Clearly document your campaign objectives and key performance indicators (KPIs) for the campaign before you begin ideating with vendors. You can do this through a campaign brief that provides a campaign background, objectives, campaign dates, budget, target audience, and KPIs. Design the campaign in a way that helps achieve your campaign goals. For example, if you are trying to generate leads from an event, you may need to provide incentives in exchange for their lead through digital content, physical prizes or some other game mechanic.

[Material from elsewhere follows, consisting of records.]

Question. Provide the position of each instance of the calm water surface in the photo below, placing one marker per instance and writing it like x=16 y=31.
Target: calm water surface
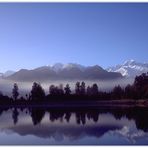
x=88 y=126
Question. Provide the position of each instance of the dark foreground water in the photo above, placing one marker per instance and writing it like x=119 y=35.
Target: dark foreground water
x=74 y=126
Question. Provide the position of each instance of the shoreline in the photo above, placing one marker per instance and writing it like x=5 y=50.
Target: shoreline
x=79 y=104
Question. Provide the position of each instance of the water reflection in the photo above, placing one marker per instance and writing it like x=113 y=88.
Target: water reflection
x=75 y=123
x=82 y=116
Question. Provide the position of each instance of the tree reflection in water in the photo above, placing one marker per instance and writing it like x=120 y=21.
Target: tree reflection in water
x=138 y=114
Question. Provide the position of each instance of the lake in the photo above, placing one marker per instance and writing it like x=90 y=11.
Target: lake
x=74 y=126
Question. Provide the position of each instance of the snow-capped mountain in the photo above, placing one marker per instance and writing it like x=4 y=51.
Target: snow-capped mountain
x=7 y=73
x=59 y=66
x=64 y=72
x=130 y=68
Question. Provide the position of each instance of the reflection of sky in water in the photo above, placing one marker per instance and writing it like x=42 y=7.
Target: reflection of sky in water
x=107 y=130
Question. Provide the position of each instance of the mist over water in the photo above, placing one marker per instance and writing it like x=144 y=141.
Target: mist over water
x=25 y=87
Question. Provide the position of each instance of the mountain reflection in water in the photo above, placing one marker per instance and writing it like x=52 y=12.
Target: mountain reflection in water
x=74 y=126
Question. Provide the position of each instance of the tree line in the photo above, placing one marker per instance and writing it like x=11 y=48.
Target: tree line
x=138 y=90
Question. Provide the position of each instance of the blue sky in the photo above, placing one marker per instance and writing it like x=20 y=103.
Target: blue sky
x=37 y=34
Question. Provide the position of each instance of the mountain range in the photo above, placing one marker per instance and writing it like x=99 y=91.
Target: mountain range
x=72 y=71
x=62 y=72
x=130 y=68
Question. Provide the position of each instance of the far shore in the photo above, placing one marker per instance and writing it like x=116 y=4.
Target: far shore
x=79 y=104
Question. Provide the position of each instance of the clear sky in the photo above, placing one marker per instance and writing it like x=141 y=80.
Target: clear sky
x=37 y=34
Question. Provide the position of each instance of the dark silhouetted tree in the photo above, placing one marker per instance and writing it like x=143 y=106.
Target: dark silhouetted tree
x=67 y=89
x=82 y=88
x=15 y=114
x=88 y=91
x=15 y=92
x=37 y=92
x=118 y=92
x=77 y=88
x=94 y=89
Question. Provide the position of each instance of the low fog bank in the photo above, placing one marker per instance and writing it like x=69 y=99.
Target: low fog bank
x=25 y=87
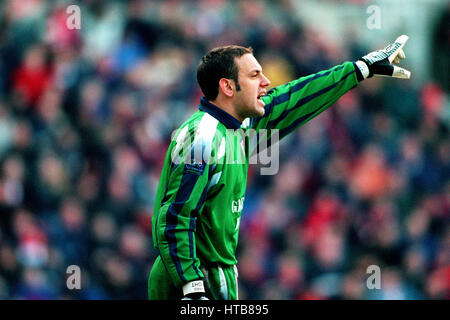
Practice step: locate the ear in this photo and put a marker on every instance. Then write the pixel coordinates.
(227, 87)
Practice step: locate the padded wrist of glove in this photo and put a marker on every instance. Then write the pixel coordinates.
(380, 62)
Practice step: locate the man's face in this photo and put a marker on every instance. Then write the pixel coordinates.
(253, 85)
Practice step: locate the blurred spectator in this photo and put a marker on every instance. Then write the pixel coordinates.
(86, 116)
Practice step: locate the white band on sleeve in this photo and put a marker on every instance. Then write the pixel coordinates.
(193, 287)
(362, 66)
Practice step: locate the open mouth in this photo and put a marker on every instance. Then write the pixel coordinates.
(261, 94)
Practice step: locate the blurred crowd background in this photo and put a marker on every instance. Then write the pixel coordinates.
(86, 117)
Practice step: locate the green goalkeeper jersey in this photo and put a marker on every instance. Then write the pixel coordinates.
(201, 191)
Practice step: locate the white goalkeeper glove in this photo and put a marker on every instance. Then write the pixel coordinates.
(379, 62)
(194, 290)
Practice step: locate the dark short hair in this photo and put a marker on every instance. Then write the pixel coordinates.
(219, 63)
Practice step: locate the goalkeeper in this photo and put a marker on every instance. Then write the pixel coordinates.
(199, 201)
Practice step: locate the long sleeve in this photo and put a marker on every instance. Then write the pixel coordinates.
(293, 104)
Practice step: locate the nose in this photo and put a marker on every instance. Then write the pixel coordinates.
(265, 82)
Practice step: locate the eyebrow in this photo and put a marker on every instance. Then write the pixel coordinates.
(255, 70)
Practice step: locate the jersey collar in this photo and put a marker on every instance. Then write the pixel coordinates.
(228, 120)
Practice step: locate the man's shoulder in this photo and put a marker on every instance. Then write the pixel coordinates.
(200, 126)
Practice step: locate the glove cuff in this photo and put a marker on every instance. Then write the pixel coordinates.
(363, 68)
(195, 286)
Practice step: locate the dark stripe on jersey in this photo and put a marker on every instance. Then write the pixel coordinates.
(227, 119)
(187, 184)
(192, 227)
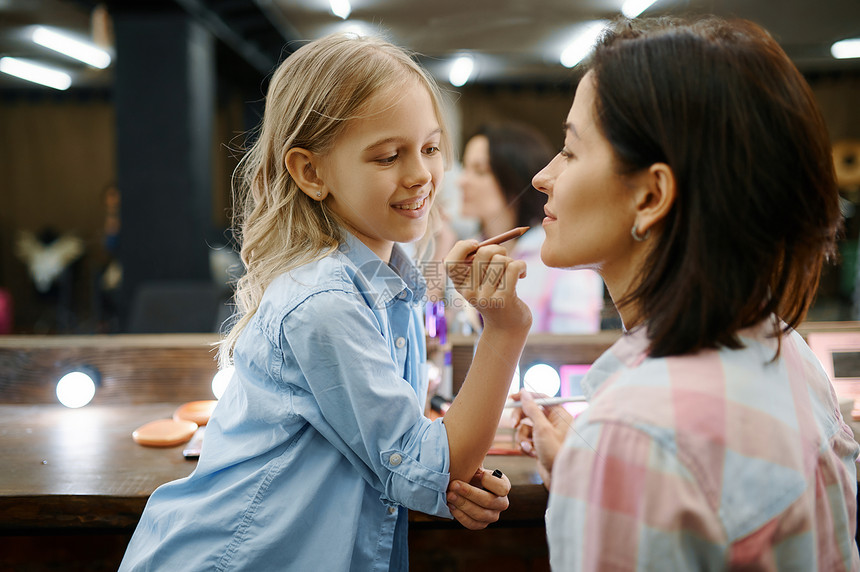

Final Take: If you are redesigning a “broken” campaign or designing a new campaign, follow these best practices and your campaign will likely be more effective:
Gamify your campaigns to encourage brand engagement and consumer opt-in.
- Design content that can be leveraged across all of your marketing channels.
- Optimize the user experience across device types (desktop, mobile and tablet) and marketing channels.
- Create clear and effective CTAs that incentivize the user to take action, hopefully urgent action.
Finally, all of these best practices and game mechanics should be designed to meet your specific campaign goals and objectives. These may include brand awareness, retail store foot traffic, brand engagement, CRM opt-ins, lead generation, basket size increase, etc.